Ao propor aos povos amazônicos como sujeitos da inculturação, assumimos a orientação do Papa Francisco para “superar a rigidez de uma disciplina que exclui e distância, por uma sensibilidade que acompanha e integra” (IL 126b; AL, 297 e 132).
“Coragem, sou eu, não tenhas medo!” (Mt 14,27) era o lema do nosso “Simpósio Teológico” em preparação ao Sínodo para a Amazônia, realizado entre os dias 24 e 26 de junho em Roma. Na terceira parte do nosso “Relatório final” propusemos:
Que o Sínodo inicie seu trabalho assumindo uma tripla conversão (cf. IL 5, 102, 103):
– A conversão pastoral de uma Igreja que quer ser samaritana e profética (Exortação Apostólica Evangelii Gaudium).
– A conversão ecológica (ecologia integral proposta pela Encíclica Laudato Si).
– A conversão sinodal (Constituição Apostólica Episcopalis Communio), que estrutura a função episcopal como a de “mestre e discípulo”, e reconhece a participação de todos os batizados que integram o Povo de Deus e que receberam o Espírito que nos faz “infalíveis in credendo” (EC 5,3; 20).

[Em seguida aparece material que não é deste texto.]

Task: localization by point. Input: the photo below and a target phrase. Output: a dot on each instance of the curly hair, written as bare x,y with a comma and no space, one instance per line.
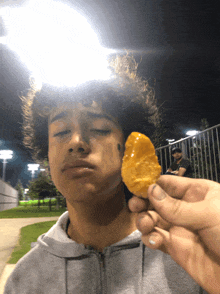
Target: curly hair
126,97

“O processo de conversão ao qual a Igreja é chamada implica desaprender, aprender e reaprender. Este caminho exige uma visão crítica e autocrítica que nos permita identificar aquilo que devemos desaprender, o que prejudica a Casa Comum e seus povos. Temos a necessidade de percorrer um caminho interior para reconhecer as atitudes e mentalidades que nos impedem de nos conectarmos conosco mesmos, com os outros e com a natureza” (IL 102).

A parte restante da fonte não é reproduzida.